Hate is there, carrying dangers, and it won’t be suppressed by denying its existence. Better to talk about the way that hate links to the (ideological) ways that we see the world. Although I think doing so is a ‘good idea’, I don’t find it easy to talk about my personal experiences of hate. I am more ready to discuss and even embrace anger as an emotion, rather than hate. Debatably, anger is more related to people’s behaviours or to unjust situations, compared to hate which is often directed at people themselves (especially dehumanised, stereotyped groups of people). If so, then anger is a more socially acceptable emotion.
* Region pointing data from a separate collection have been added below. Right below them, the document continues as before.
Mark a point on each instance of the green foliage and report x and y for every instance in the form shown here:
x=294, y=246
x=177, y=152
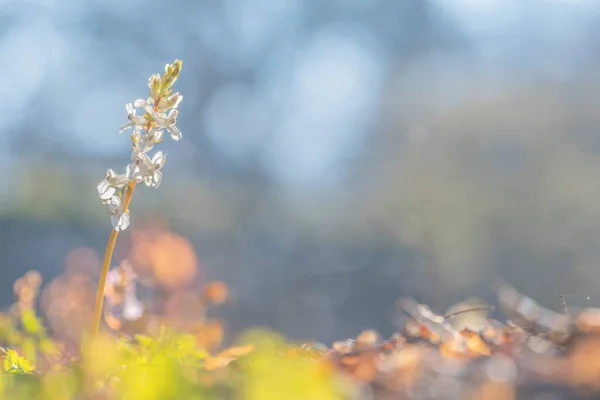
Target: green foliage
x=166, y=365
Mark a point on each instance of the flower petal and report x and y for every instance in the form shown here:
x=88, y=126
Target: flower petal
x=105, y=190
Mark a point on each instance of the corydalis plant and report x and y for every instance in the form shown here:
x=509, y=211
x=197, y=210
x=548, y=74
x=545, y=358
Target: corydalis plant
x=116, y=190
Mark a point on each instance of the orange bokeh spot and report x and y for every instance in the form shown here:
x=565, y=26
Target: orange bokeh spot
x=163, y=257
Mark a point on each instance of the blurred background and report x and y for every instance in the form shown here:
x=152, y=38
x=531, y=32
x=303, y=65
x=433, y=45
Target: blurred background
x=336, y=154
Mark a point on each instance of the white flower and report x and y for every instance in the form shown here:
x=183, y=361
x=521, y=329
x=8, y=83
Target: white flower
x=111, y=182
x=165, y=121
x=169, y=102
x=153, y=176
x=118, y=217
x=146, y=169
x=135, y=121
x=145, y=142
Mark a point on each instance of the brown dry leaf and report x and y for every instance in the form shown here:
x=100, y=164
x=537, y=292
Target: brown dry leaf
x=475, y=344
x=405, y=366
x=366, y=339
x=494, y=390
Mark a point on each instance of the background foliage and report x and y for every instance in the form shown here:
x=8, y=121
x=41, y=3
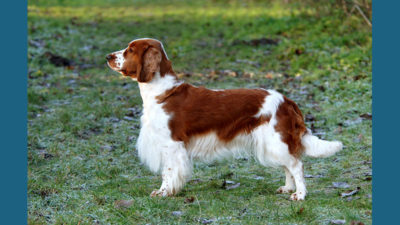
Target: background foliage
x=83, y=118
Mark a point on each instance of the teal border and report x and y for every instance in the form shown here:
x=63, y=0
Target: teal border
x=13, y=108
x=385, y=111
x=13, y=99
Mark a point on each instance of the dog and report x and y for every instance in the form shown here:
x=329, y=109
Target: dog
x=182, y=122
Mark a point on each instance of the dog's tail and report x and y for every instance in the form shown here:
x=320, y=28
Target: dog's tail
x=315, y=147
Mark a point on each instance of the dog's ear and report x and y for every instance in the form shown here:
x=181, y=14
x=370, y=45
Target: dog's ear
x=150, y=64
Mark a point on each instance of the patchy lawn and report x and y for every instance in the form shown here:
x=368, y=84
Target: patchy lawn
x=84, y=119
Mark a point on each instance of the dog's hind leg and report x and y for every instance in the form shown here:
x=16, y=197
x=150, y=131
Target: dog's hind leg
x=289, y=183
x=295, y=167
x=176, y=169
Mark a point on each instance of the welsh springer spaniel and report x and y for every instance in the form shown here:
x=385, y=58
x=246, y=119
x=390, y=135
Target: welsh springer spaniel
x=181, y=122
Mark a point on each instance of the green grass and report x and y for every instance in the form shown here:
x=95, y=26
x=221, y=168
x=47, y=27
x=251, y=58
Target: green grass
x=81, y=150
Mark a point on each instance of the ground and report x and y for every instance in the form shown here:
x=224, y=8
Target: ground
x=83, y=118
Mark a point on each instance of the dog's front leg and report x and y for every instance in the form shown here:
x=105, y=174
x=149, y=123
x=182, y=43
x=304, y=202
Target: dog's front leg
x=176, y=170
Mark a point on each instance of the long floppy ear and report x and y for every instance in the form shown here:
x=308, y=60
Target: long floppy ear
x=151, y=60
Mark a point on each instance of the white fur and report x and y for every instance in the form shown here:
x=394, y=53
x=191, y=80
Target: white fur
x=155, y=146
x=160, y=152
x=316, y=147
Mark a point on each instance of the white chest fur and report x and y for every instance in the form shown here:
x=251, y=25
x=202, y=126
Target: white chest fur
x=154, y=133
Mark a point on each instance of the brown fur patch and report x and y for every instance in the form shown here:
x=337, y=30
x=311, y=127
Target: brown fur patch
x=143, y=58
x=197, y=110
x=290, y=125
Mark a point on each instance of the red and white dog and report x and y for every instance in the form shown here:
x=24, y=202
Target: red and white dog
x=181, y=122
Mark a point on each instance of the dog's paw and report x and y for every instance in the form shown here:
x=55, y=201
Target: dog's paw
x=159, y=193
x=284, y=189
x=298, y=196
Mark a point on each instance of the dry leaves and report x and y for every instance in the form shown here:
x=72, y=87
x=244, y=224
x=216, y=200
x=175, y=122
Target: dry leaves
x=123, y=204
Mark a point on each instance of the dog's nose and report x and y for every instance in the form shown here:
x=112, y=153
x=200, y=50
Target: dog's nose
x=109, y=56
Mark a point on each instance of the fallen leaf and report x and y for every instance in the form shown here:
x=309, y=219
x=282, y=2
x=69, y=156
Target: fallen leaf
x=123, y=203
x=367, y=116
x=256, y=42
x=45, y=155
x=107, y=147
x=258, y=177
x=128, y=118
x=350, y=192
x=351, y=198
x=298, y=51
x=57, y=60
x=195, y=181
x=189, y=200
x=313, y=176
x=356, y=223
x=177, y=213
x=338, y=221
x=232, y=186
x=340, y=185
x=207, y=221
x=269, y=76
x=352, y=122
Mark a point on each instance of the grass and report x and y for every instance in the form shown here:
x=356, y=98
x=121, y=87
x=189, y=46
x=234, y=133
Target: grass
x=81, y=146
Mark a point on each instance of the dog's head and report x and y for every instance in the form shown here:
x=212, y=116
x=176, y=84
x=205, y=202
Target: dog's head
x=141, y=60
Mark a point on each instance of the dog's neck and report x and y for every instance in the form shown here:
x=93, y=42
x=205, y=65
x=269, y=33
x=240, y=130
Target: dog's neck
x=157, y=86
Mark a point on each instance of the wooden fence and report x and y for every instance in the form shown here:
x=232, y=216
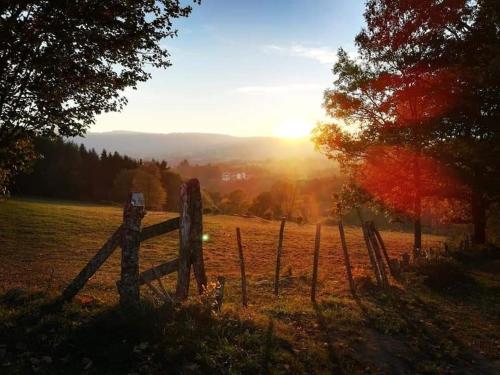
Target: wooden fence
x=129, y=236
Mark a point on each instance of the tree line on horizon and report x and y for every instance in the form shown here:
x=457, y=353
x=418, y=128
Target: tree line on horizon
x=65, y=170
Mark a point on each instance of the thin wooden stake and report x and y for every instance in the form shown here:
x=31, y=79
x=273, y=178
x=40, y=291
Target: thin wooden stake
x=315, y=262
x=242, y=269
x=378, y=256
x=371, y=254
x=347, y=261
x=278, y=258
x=382, y=246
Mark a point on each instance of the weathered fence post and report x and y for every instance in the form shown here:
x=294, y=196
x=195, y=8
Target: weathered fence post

I would be suspicious of someone engaged with climate issues who did not feel anger. It would suggest to me that they do not understand the injustice of climate change, or the severity of the likely impacts, or the way that the powerful seek to extend business as usual with its relations of exploitation and dispossession. Either such people fail to really get it, or they understand such things while repressing the emotional response. I think a bit of anger in the face of injustices like climate change is healthy for us. Personally, I find it energising. Politically, we won’t get anywhere close to resolving the climate crisis by playing nice and never getting angry.